We fail to do this often, thereby missing the Aha!

Of course, I find the Aha! from things in nature more easily than in people.

Tuesday, June 03, 2008

Hydroxymoron News

A recent Wall Street Journal article notes that due to popular demand (and the ardent passion of zealous Hydrox lovers) Kellogg Co. is bringing back the Hydrox brand cookie. The Hydrox faded owing to the popularity of its competitor, the Oreo cookie, or for who knows what conspiratorial reasons.

Frankly, I'm not all that crazy about either one, though one of them was surely great for dunking into milk just before bed eons ago. 'member dat?

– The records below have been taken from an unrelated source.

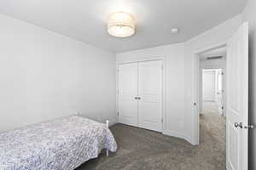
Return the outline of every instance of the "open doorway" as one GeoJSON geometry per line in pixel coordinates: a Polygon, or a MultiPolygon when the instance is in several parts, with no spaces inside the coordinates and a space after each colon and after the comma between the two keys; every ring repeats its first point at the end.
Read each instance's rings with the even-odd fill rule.
{"type": "Polygon", "coordinates": [[[199,54],[200,144],[226,162],[226,48],[199,54]]]}

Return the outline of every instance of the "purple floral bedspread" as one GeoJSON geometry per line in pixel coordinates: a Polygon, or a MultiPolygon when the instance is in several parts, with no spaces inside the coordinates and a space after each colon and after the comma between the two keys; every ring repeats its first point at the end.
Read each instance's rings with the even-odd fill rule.
{"type": "Polygon", "coordinates": [[[72,170],[117,144],[105,124],[71,116],[0,133],[1,170],[72,170]]]}

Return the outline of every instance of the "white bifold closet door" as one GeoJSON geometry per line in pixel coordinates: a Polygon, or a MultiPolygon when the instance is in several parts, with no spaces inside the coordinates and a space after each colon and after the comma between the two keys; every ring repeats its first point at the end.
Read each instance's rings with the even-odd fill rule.
{"type": "Polygon", "coordinates": [[[120,65],[119,72],[119,122],[161,132],[162,61],[120,65]]]}

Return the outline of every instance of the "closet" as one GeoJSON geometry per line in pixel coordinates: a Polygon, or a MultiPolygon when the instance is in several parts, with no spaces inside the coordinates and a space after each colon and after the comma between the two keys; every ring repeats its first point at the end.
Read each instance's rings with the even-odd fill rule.
{"type": "Polygon", "coordinates": [[[162,131],[162,60],[119,65],[119,121],[162,131]]]}

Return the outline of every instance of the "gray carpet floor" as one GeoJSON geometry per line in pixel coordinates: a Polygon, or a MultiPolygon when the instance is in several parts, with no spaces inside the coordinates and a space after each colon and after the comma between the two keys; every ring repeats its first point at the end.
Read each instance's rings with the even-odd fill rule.
{"type": "Polygon", "coordinates": [[[225,120],[211,111],[201,116],[198,146],[123,124],[116,124],[110,129],[118,144],[117,152],[108,157],[102,153],[77,170],[225,169],[225,120]]]}

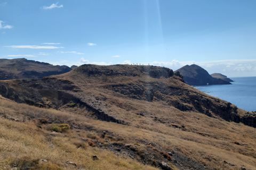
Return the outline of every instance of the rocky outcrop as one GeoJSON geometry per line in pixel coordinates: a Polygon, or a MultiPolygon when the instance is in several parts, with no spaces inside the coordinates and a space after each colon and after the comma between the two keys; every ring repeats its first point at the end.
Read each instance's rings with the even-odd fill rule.
{"type": "Polygon", "coordinates": [[[118,105],[126,111],[132,106],[127,106],[117,100],[107,103],[104,95],[107,91],[106,96],[108,97],[116,95],[122,100],[159,101],[181,111],[197,112],[210,117],[218,116],[228,121],[256,127],[255,114],[241,116],[235,105],[188,86],[182,78],[178,72],[173,74],[171,69],[161,67],[84,65],[59,76],[0,81],[0,95],[18,103],[39,107],[85,108],[90,112],[86,113],[88,116],[129,124],[129,120],[112,112],[110,105],[118,105]],[[76,78],[77,75],[78,79],[76,78]],[[90,89],[93,88],[97,91],[92,94],[90,89]]]}
{"type": "Polygon", "coordinates": [[[65,73],[72,69],[26,58],[0,59],[0,80],[42,78],[65,73]]]}
{"type": "Polygon", "coordinates": [[[227,81],[213,78],[205,70],[195,64],[187,65],[175,71],[177,72],[179,72],[185,82],[190,86],[231,84],[227,81]]]}
{"type": "Polygon", "coordinates": [[[233,82],[234,81],[231,80],[229,78],[228,78],[226,75],[221,74],[220,73],[213,73],[211,74],[211,75],[216,79],[220,79],[223,80],[227,81],[228,82],[233,82]]]}

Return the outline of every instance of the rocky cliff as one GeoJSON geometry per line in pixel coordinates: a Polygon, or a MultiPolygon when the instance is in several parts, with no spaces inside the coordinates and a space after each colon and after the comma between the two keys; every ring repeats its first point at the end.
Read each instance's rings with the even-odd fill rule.
{"type": "Polygon", "coordinates": [[[161,67],[86,64],[41,79],[0,82],[0,91],[17,102],[55,109],[77,106],[91,110],[99,119],[122,124],[132,123],[125,116],[130,110],[148,114],[134,105],[149,102],[256,127],[254,114],[201,92],[183,83],[178,73],[161,67]],[[122,114],[116,116],[113,110],[122,114]]]}
{"type": "Polygon", "coordinates": [[[228,82],[233,82],[234,81],[233,80],[231,80],[230,79],[228,78],[226,75],[223,75],[223,74],[220,74],[220,73],[213,73],[213,74],[211,74],[211,75],[214,78],[220,79],[222,79],[223,80],[227,81],[228,82]]]}
{"type": "Polygon", "coordinates": [[[26,58],[0,59],[0,80],[42,78],[66,73],[72,69],[26,58]]]}
{"type": "Polygon", "coordinates": [[[185,82],[190,86],[231,84],[227,81],[213,78],[205,70],[195,64],[185,65],[175,72],[180,72],[185,82]]]}

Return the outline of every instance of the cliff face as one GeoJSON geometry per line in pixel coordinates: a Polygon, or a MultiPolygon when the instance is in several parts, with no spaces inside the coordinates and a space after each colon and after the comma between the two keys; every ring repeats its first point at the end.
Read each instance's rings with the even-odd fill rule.
{"type": "Polygon", "coordinates": [[[92,110],[99,119],[122,124],[132,123],[125,116],[130,110],[148,114],[142,109],[145,106],[139,105],[149,102],[157,108],[166,105],[256,127],[254,115],[197,90],[185,83],[178,73],[161,67],[86,64],[41,79],[0,82],[0,91],[17,102],[41,107],[79,106],[92,110]],[[119,117],[114,116],[113,110],[122,113],[119,117]]]}
{"type": "Polygon", "coordinates": [[[26,58],[0,59],[0,80],[42,78],[71,70],[66,65],[54,66],[26,58]]]}
{"type": "Polygon", "coordinates": [[[211,75],[214,78],[220,79],[228,82],[234,82],[233,80],[231,80],[229,78],[228,78],[226,75],[221,74],[220,73],[213,73],[211,74],[211,75]]]}
{"type": "Polygon", "coordinates": [[[226,81],[213,78],[205,70],[195,64],[187,65],[176,70],[177,72],[179,72],[185,82],[190,86],[231,84],[226,81]]]}

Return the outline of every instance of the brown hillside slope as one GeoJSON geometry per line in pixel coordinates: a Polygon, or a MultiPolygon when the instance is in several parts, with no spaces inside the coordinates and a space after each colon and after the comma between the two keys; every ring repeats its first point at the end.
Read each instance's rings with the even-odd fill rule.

Hydrox. Do you think the choice of name hurt?
"A good product name for a toilet cleaner, maybe, but a cookie?" Those are the words of a Dan Lerner, 75, a Hydrox fan quoted in the WSJ piece. (Not that Oreo is that great a name either, in my view.)

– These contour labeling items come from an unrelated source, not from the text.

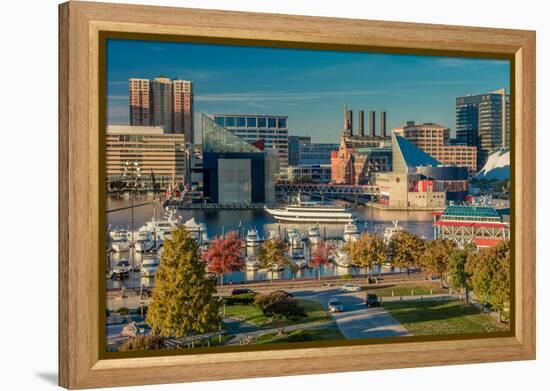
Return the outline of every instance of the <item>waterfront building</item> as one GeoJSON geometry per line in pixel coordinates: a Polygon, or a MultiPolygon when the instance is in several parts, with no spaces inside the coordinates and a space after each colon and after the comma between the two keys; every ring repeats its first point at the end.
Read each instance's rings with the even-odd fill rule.
{"type": "Polygon", "coordinates": [[[392,171],[376,172],[378,202],[397,209],[442,209],[468,194],[466,167],[442,165],[404,137],[392,134],[392,171]]]}
{"type": "Polygon", "coordinates": [[[193,143],[194,135],[194,102],[193,82],[189,80],[174,80],[174,133],[183,133],[185,141],[193,143]]]}
{"type": "Polygon", "coordinates": [[[391,171],[391,138],[386,136],[386,114],[383,127],[376,134],[375,112],[370,113],[370,131],[365,135],[364,112],[359,112],[359,134],[353,133],[353,113],[344,107],[344,131],[337,150],[331,152],[331,182],[364,185],[373,182],[375,172],[391,171]]]}
{"type": "Polygon", "coordinates": [[[217,204],[271,203],[280,156],[252,145],[213,118],[202,116],[203,193],[217,204]]]}
{"type": "Polygon", "coordinates": [[[504,88],[456,98],[456,135],[478,149],[478,168],[495,148],[510,146],[510,95],[504,88]]]}
{"type": "Polygon", "coordinates": [[[153,113],[151,111],[151,84],[149,79],[129,79],[130,125],[150,126],[153,113]]]}
{"type": "Polygon", "coordinates": [[[330,183],[330,164],[305,164],[288,166],[279,179],[292,183],[330,183]]]}
{"type": "Polygon", "coordinates": [[[160,189],[185,182],[187,152],[181,134],[161,126],[110,125],[106,134],[106,172],[109,184],[124,182],[126,162],[137,162],[142,185],[160,189]],[[153,179],[154,178],[154,179],[153,179]]]}
{"type": "Polygon", "coordinates": [[[459,248],[496,246],[510,240],[510,223],[503,222],[497,210],[488,205],[451,205],[434,213],[434,236],[454,241],[459,248]]]}
{"type": "Polygon", "coordinates": [[[284,115],[213,114],[214,122],[248,143],[263,140],[275,149],[282,171],[288,167],[288,117],[284,115]]]}
{"type": "Polygon", "coordinates": [[[477,172],[477,148],[467,145],[452,145],[451,129],[439,124],[415,124],[408,121],[394,131],[443,164],[468,167],[470,176],[477,172]]]}

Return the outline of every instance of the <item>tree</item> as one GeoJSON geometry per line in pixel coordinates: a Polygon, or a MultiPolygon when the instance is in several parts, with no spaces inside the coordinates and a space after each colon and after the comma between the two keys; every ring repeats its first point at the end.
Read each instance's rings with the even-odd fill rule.
{"type": "Polygon", "coordinates": [[[212,240],[204,259],[208,262],[208,271],[220,275],[223,285],[225,273],[240,272],[244,267],[239,234],[230,231],[225,238],[220,236],[212,240]]]}
{"type": "Polygon", "coordinates": [[[398,231],[388,244],[391,262],[394,266],[407,268],[407,274],[413,266],[419,265],[424,252],[424,241],[408,231],[398,231]]]}
{"type": "Polygon", "coordinates": [[[420,255],[419,263],[428,273],[439,276],[439,284],[443,287],[443,279],[447,272],[449,255],[456,249],[454,242],[437,238],[426,243],[420,255]]]}
{"type": "Polygon", "coordinates": [[[319,280],[321,279],[321,271],[319,270],[319,267],[321,265],[328,264],[332,256],[334,256],[334,246],[327,243],[325,240],[322,240],[315,245],[315,251],[309,260],[309,263],[317,268],[317,276],[319,280]]]}
{"type": "Polygon", "coordinates": [[[288,245],[281,238],[266,239],[260,245],[258,261],[261,268],[271,270],[271,282],[273,282],[273,269],[290,263],[287,252],[288,245]]]}
{"type": "Polygon", "coordinates": [[[490,305],[498,311],[499,320],[510,304],[510,243],[472,253],[466,261],[466,271],[471,274],[472,289],[482,305],[490,305]]]}
{"type": "Polygon", "coordinates": [[[350,257],[351,264],[372,270],[374,265],[382,265],[388,257],[384,238],[378,234],[363,233],[355,241],[347,242],[343,248],[350,257]]]}
{"type": "Polygon", "coordinates": [[[447,279],[449,286],[464,290],[465,301],[469,303],[470,273],[466,271],[468,255],[475,251],[475,247],[466,246],[464,249],[455,249],[449,256],[447,265],[447,279]]]}
{"type": "Polygon", "coordinates": [[[118,348],[120,352],[130,352],[134,350],[157,350],[163,349],[164,338],[158,335],[137,335],[127,339],[118,348]]]}
{"type": "Polygon", "coordinates": [[[155,276],[147,323],[153,335],[183,337],[218,324],[216,279],[206,273],[195,240],[183,228],[172,231],[155,276]]]}

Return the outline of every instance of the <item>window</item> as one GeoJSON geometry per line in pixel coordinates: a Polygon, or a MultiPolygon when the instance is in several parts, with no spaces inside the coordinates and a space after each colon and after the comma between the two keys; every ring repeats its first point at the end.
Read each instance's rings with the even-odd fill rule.
{"type": "Polygon", "coordinates": [[[258,118],[258,128],[265,128],[265,127],[266,127],[265,118],[258,118]]]}
{"type": "Polygon", "coordinates": [[[235,117],[225,117],[225,126],[235,126],[235,117]]]}
{"type": "Polygon", "coordinates": [[[249,128],[255,128],[256,127],[256,117],[248,117],[246,119],[246,126],[249,128]]]}

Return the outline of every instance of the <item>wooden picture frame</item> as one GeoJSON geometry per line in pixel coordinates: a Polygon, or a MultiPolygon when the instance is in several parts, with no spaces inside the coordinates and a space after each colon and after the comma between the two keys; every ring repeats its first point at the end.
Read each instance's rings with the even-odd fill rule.
{"type": "Polygon", "coordinates": [[[59,384],[175,383],[535,358],[535,32],[68,2],[59,6],[59,384]],[[503,55],[512,69],[515,148],[512,336],[104,359],[99,262],[102,32],[292,47],[503,55]],[[514,72],[514,71],[513,71],[514,72]],[[308,365],[298,365],[303,360],[308,365]],[[215,370],[213,370],[215,368],[215,370]]]}

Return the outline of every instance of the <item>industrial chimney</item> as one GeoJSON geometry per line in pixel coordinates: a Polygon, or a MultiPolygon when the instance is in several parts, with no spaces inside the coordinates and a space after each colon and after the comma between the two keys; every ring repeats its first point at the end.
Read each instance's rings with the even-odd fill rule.
{"type": "Polygon", "coordinates": [[[365,112],[359,111],[359,134],[361,137],[365,137],[365,112]]]}
{"type": "Polygon", "coordinates": [[[369,111],[369,131],[371,137],[376,136],[376,112],[374,110],[369,111]]]}
{"type": "Polygon", "coordinates": [[[386,112],[385,111],[380,112],[380,132],[382,133],[382,137],[386,137],[386,112]]]}

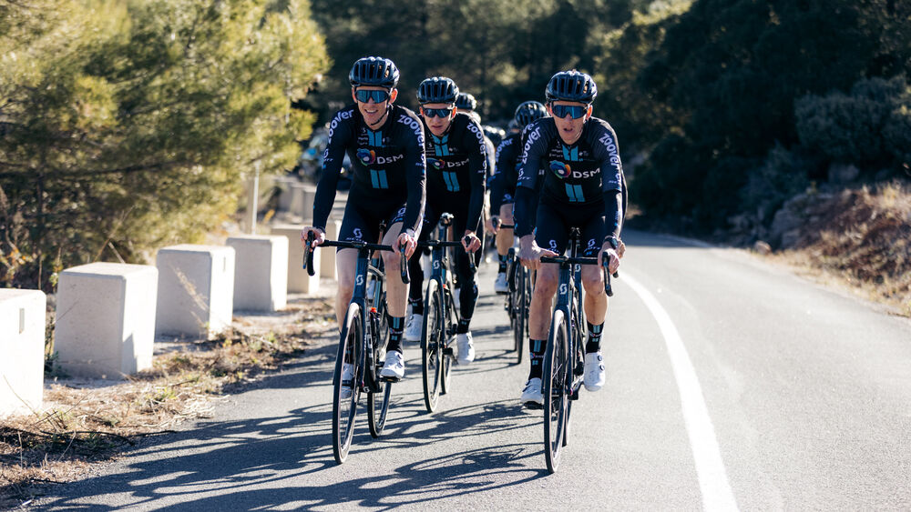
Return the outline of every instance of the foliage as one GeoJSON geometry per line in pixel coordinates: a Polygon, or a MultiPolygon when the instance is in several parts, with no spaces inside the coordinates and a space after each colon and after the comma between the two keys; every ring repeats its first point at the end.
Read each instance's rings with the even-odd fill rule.
{"type": "Polygon", "coordinates": [[[7,286],[211,229],[291,166],[328,65],[302,0],[0,0],[0,30],[7,286]]]}
{"type": "Polygon", "coordinates": [[[801,143],[830,160],[868,171],[911,163],[911,85],[904,76],[864,79],[850,94],[806,95],[794,110],[801,143]]]}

I always thought they should have a promotional night at the ballpark in Baltimore; call it Baltimore Oreos Night and give out free cookies. Maybe give out free serial commas along with Kellogg's cereal at another ballpark.

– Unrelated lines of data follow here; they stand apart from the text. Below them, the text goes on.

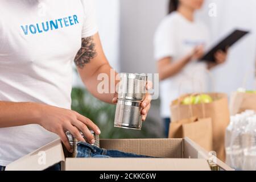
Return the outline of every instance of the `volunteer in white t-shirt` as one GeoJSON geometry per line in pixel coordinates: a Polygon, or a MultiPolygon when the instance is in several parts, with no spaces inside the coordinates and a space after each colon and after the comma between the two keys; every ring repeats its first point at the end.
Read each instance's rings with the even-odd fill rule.
{"type": "MultiPolygon", "coordinates": [[[[64,131],[94,142],[98,127],[71,110],[72,63],[87,89],[116,103],[115,93],[97,92],[100,73],[111,67],[99,38],[93,0],[0,1],[0,166],[60,137],[64,131]],[[59,136],[58,136],[59,135],[59,136]]],[[[144,120],[150,106],[142,106],[144,120]]]]}
{"type": "Polygon", "coordinates": [[[216,64],[197,62],[209,45],[209,32],[194,14],[203,0],[171,0],[170,14],[161,22],[154,39],[155,57],[160,82],[160,114],[168,135],[170,105],[179,94],[205,91],[206,69],[226,60],[226,53],[216,53],[216,64]],[[208,67],[208,68],[207,68],[208,67]]]}

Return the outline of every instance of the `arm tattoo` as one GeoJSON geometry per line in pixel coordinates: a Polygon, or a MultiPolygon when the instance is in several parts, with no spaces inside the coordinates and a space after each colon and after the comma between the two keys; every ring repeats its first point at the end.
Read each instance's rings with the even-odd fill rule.
{"type": "Polygon", "coordinates": [[[82,46],[75,58],[75,63],[80,68],[83,68],[85,64],[90,63],[91,59],[97,56],[93,37],[82,39],[82,46]]]}

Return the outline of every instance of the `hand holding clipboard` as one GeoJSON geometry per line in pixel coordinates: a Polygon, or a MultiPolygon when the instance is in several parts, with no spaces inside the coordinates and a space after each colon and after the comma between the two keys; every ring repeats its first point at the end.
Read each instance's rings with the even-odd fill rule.
{"type": "Polygon", "coordinates": [[[225,51],[227,47],[230,47],[238,40],[249,33],[239,30],[234,30],[229,36],[224,39],[218,44],[213,47],[208,53],[203,56],[200,61],[215,63],[214,54],[218,50],[225,51]]]}

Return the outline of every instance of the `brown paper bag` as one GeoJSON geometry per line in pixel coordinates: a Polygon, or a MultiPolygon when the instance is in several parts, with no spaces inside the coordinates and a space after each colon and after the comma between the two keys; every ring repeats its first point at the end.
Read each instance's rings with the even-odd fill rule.
{"type": "Polygon", "coordinates": [[[207,93],[214,101],[209,104],[180,105],[185,96],[174,101],[171,105],[172,121],[180,121],[192,116],[199,118],[210,118],[212,123],[213,150],[217,156],[225,161],[225,133],[229,123],[228,96],[224,93],[207,93]]]}
{"type": "Polygon", "coordinates": [[[192,117],[171,122],[170,138],[188,137],[206,150],[212,150],[212,128],[210,118],[197,119],[192,117]]]}
{"type": "Polygon", "coordinates": [[[232,115],[247,109],[256,111],[256,94],[237,92],[232,93],[229,108],[232,115]]]}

Work with me here. I've been slipping on my own branding. I mean, where are all the aphorisms with laughs? Where have all the laughorisms gone?

Hydrox. What a name. Can anyone nominate some other bad product names?

(Ah, the Internet. Sure enough, there's a blog devoted to bad product names. Of course. There would be. There's everything else. And we mean everything.)

Monday, June 02, 2008

The Chronicles of Onan

Looks like Onan had some kind of field day. The ground at Burnet Park cleared and grubbed, scraped raw. Where the sumac and brush were. Stripped bare. But down toward the corner of Coleridge (yes, we also have Tennyson, Tompkins, Lowell, and other streets so eponymously named) evergreens were planted with stakes and wires to keep them straight. But back to Onan and his field day. Seed spread like a storm. A swirl of grass seed scattered over the freshened land. A feast of fecundity in waiting. Like insulation blown in. Teal paint. Snowdrift. Seeds. Seeds. Seeds spilled hurled thrown cast broad cast over the naked earth. The spilling of the seed as if in some kind of helter-skelter rampage, even splashed up against the bark of pines. Seed that does not look like seed but rather some cellular fabric dried snot greenish blue carpet. (Not nearly equaling the seminal production of unfettered youth. Ha! Nor arousing the Puritan guilt of finger-wagging dogmatists.) The seeds sleep. And wait. To whom will it matter if and when this protean blizzard ends up as dog-shit-riddled lawn, eye-catching landscape, dandelion heaven, emerald bedding, a fitting reverse tribute to Onan and his would-be offspring? (Seems this seedy syntax simpers and simmers as the wriggling ravings of an old man envious of tidal seminality.)